”Having it all” as a woman, does that scare men off?

My mother’s always told me I can only date/marry a man at “my level” or above. I always though that was a very ignorant statement. I’ve always thought highly of myself as a person but I’ve never thought I was anything more special than anyone else. Now that I’m older I understand what my mother was saying. I don’t agree with it but as society is it makes sense and seems to be true.

Not that I look back I see that men I’ve dated/ been together with have been conscious and uncomfortable with my family’s wealth, connections and social status. I live away from my family and have a normal life where I support myself.

Me and my boyfriend broke up and he thinks that if he had worked harder, was more successful or had more money he wouldn’t lose me. He’s now obsessed with “making it”. And I would leave all the fortunes in the world to be with him.

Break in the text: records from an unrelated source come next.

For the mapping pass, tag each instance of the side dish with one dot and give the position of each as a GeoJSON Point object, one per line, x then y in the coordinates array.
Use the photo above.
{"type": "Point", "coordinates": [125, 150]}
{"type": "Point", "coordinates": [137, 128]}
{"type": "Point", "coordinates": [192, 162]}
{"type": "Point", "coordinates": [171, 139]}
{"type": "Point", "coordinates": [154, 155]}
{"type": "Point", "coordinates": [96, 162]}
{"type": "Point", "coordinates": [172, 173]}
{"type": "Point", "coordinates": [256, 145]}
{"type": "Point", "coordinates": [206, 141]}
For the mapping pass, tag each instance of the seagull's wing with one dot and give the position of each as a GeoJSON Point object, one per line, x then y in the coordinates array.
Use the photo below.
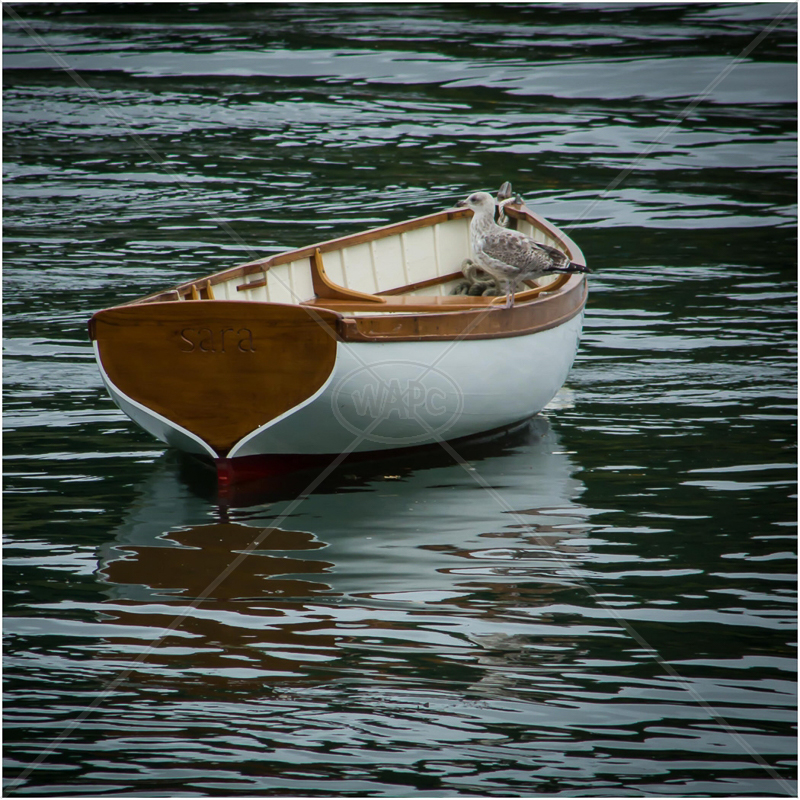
{"type": "Point", "coordinates": [516, 250]}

Even my last boyfriend though that he wasn’t good enough.

My type is a nice, loving good guy. Usually the guys I fall for are smart guys with good but regular jobs. I like the average joe, a family man. But personally I strive very high when it comes to work and success. Basically I want a man the opposite of my father and want to be a woman the opposite of my mother.

Now I genuinely fear that me becoming successful or/and rich on my own could cause problems with my future partner. I know being with a man that is similar to how I am would be better but those type of men are not my type.
”Having it all” as a woman, does that scare men off?